Its my understanding that BPC did not get an extension by default. They have to reapply, which adds to capex. Apologies if I misunderstood this point. They have also reduced the acreage from 124,000²km down to 6000²km. I am pressuring you see this as positive?
So less acreage - more chance of finding oil?
*I am pressuming you see this as positive?*
SvS - exactly the kind of post I think we should have.
I think a reasoned discussion on finance would be a good place to start.
I admit openly that the 11th hour financing options had become limited and given the alternative was no P#1 drill and therefore the drill or drop would have been terminal to BPC interests in the Bahamas. On that basis, to get financing of any kind was a success. But the terms were horrific.
Board salary: for the years in the run up to drilling I felt SP was not showing enough to justify the salary. I was happier when his salary deferral and share swap came about, it finally felt like he had skin in the game.
Did he justify his salary? Would we be in a better or worse place if someone else had been at the helm?
I don't think either can be answered conclusively without having been involved in the day to day business.
Stopping short of TD.
given the reasons behind the shortfall to TD I think it was the correct business decision - we were unfortunate.

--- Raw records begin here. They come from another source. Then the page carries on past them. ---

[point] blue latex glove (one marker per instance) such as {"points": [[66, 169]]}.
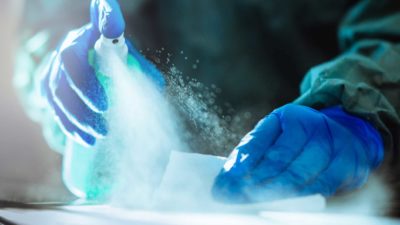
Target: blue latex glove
{"points": [[71, 86], [299, 151]]}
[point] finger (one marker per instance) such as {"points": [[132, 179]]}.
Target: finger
{"points": [[68, 128], [83, 79], [107, 17], [299, 126], [77, 111], [252, 147], [347, 171], [230, 181], [312, 161]]}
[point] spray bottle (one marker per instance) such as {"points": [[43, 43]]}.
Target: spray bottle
{"points": [[89, 173]]}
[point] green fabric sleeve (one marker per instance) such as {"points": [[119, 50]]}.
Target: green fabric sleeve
{"points": [[365, 79]]}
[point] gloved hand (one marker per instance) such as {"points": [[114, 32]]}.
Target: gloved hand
{"points": [[298, 151], [71, 86]]}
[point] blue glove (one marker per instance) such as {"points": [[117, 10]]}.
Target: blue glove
{"points": [[298, 151], [71, 86]]}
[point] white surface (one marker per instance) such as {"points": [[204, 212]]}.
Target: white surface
{"points": [[99, 215], [188, 181]]}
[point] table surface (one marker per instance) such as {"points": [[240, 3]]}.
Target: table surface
{"points": [[104, 214]]}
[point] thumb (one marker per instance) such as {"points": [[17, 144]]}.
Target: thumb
{"points": [[106, 16]]}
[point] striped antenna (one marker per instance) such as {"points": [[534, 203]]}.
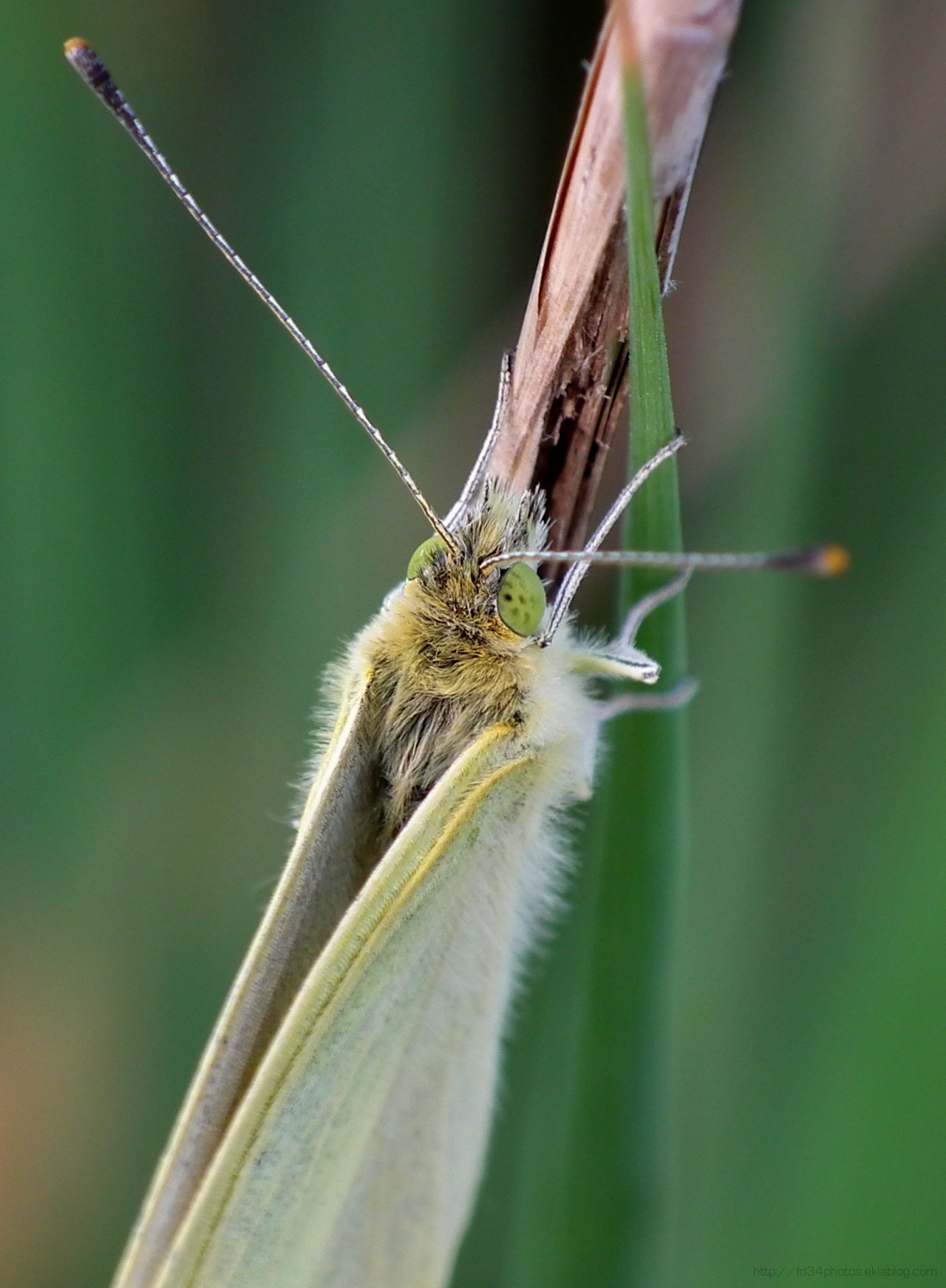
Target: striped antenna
{"points": [[98, 79]]}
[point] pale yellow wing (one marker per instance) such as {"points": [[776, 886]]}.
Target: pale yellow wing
{"points": [[316, 887], [353, 1158]]}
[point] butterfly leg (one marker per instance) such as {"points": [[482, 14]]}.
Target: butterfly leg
{"points": [[644, 607], [669, 701]]}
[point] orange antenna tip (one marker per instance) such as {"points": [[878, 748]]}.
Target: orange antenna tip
{"points": [[834, 562]]}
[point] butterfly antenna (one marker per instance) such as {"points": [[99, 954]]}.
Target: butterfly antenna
{"points": [[100, 80]]}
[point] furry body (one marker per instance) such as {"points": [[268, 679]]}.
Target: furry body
{"points": [[336, 1131]]}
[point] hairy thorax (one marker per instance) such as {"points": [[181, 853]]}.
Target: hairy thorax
{"points": [[443, 669]]}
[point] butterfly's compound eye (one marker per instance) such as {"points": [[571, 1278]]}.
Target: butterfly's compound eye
{"points": [[521, 599], [424, 556]]}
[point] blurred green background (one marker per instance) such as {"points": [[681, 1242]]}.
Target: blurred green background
{"points": [[192, 528]]}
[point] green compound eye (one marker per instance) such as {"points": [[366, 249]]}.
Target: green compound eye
{"points": [[521, 599], [423, 556]]}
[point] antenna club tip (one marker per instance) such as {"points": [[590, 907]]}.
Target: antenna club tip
{"points": [[833, 561], [75, 47]]}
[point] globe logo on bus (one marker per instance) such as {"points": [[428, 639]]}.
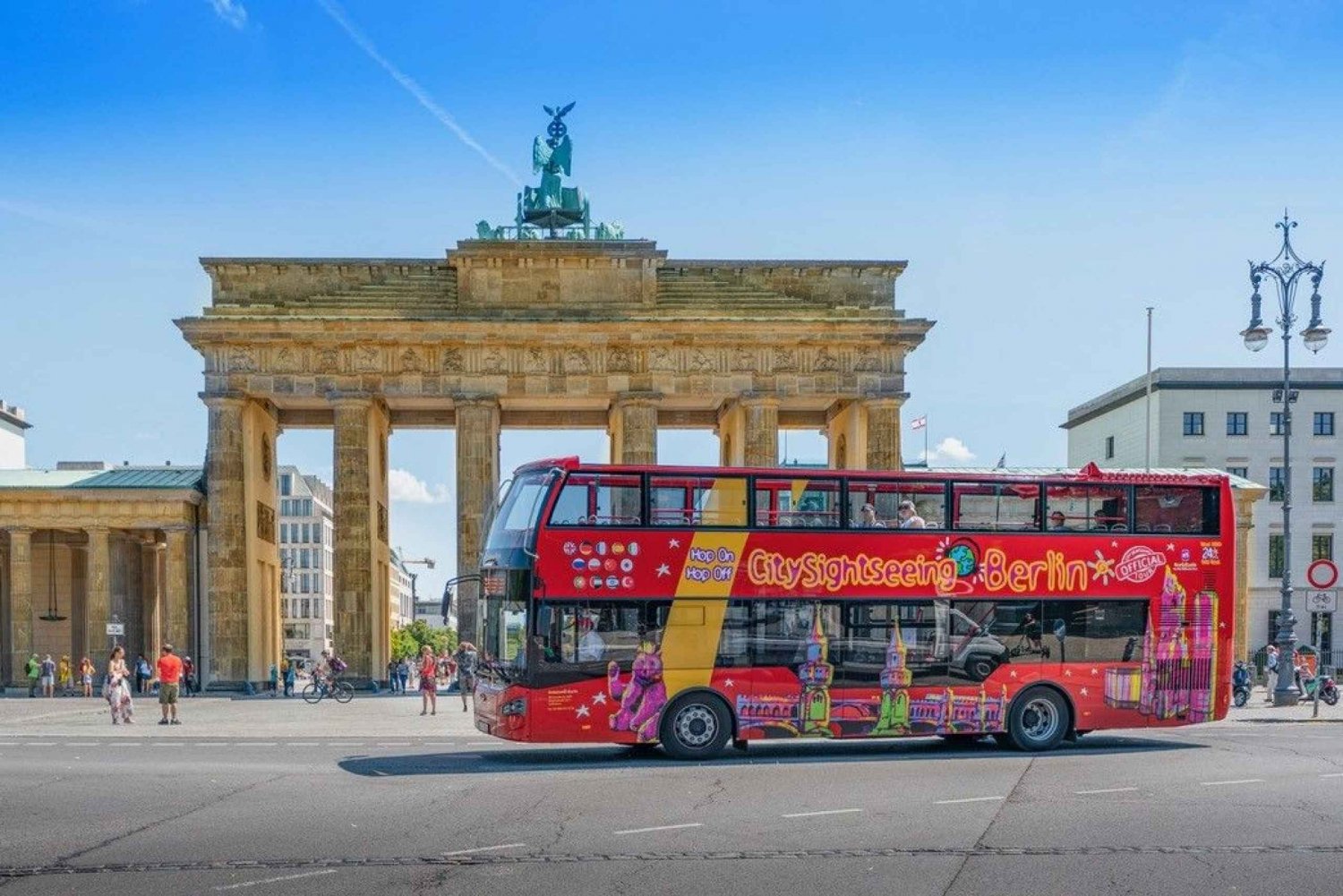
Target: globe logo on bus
{"points": [[964, 557]]}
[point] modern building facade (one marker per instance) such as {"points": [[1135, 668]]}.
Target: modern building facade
{"points": [[13, 442], [306, 550], [1227, 418]]}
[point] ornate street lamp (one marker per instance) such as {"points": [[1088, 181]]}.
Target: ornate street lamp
{"points": [[1286, 271]]}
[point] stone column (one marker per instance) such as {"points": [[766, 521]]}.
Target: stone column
{"points": [[477, 490], [98, 597], [883, 431], [1245, 500], [633, 426], [226, 546], [360, 511], [177, 589], [21, 602], [760, 430]]}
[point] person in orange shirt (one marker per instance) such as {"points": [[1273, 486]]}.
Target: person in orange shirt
{"points": [[169, 678]]}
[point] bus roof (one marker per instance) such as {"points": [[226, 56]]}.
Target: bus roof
{"points": [[1090, 474]]}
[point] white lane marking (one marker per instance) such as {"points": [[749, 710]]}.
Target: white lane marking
{"points": [[483, 849], [824, 812], [274, 880], [649, 831]]}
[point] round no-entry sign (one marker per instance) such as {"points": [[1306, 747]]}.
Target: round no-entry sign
{"points": [[1322, 574]]}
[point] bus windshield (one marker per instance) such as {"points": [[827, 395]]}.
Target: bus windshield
{"points": [[518, 511]]}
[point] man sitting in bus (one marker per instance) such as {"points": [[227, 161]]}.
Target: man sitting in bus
{"points": [[908, 517], [868, 519]]}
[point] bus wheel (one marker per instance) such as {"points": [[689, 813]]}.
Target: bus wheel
{"points": [[696, 727], [1039, 721]]}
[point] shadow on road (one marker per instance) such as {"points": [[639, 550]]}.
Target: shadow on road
{"points": [[757, 754]]}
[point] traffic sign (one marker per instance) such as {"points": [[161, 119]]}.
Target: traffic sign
{"points": [[1322, 601], [1322, 574]]}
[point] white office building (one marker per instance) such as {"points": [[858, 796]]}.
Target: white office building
{"points": [[306, 555], [1228, 418]]}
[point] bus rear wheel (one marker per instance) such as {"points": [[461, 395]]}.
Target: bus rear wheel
{"points": [[696, 726], [1039, 721]]}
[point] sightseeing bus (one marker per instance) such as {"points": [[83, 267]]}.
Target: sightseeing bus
{"points": [[700, 608]]}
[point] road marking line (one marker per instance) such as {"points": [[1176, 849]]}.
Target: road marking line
{"points": [[274, 880], [649, 831], [483, 849]]}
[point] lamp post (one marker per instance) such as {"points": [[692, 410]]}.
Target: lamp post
{"points": [[1286, 271]]}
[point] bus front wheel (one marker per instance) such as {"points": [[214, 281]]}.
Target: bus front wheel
{"points": [[696, 726], [1039, 721]]}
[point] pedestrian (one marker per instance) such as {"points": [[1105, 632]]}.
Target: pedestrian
{"points": [[86, 676], [403, 672], [429, 681], [142, 673], [1270, 670], [34, 670], [169, 680], [48, 676], [466, 659], [115, 688], [64, 676]]}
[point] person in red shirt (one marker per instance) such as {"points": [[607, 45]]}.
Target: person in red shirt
{"points": [[169, 680]]}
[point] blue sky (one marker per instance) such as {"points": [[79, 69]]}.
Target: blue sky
{"points": [[1048, 171]]}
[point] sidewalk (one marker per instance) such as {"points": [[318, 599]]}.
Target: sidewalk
{"points": [[211, 716]]}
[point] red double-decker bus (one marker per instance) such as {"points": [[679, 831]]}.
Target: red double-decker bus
{"points": [[697, 608]]}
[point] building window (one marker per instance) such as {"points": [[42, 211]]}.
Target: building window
{"points": [[1322, 484], [1275, 555], [1276, 484], [1322, 547]]}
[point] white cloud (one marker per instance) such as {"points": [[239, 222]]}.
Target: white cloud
{"points": [[951, 450], [230, 11], [403, 485], [411, 86]]}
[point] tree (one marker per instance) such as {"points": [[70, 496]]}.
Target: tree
{"points": [[407, 641]]}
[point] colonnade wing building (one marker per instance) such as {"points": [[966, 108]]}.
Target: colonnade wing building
{"points": [[558, 333]]}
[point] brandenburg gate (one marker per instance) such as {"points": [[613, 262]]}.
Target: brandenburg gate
{"points": [[552, 324]]}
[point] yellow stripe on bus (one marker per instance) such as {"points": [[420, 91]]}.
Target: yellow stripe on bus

Had they hit TD we could be having very different conversations. At the moment it is still a bit of a schrodinger's cat.
Over to the floor.
Discuss and debate.
Sometimes a BOD take a direction you don't like, but it could be the best of a set of bad options.
If you do not trust the BOD to make those decisions then it should be a red flag.
I am still invested, I still trust the BOD, even when I don't like the outcome.
I am unaware of any public company that pays 50% of its cash generation out to BOD annual salaries whilst also making a year end loss.
Private_I
I don't think debating the finance options would be constructive at all. What's done is done. The only thing which will offer better terms going forward is increased production.
Hopefully any refinancing will come after a successful S2 drill in which daily production increases & proven reserves will lift the company valuation and so offer better refinancing terms.
I neither believe debating he BOD salaries will help. As yet none have offered to take a reduced salary. Their options still total their respective salaries.
Although I do believe the BOD renumeration will be destructive to any deal in the works be it finance or JV.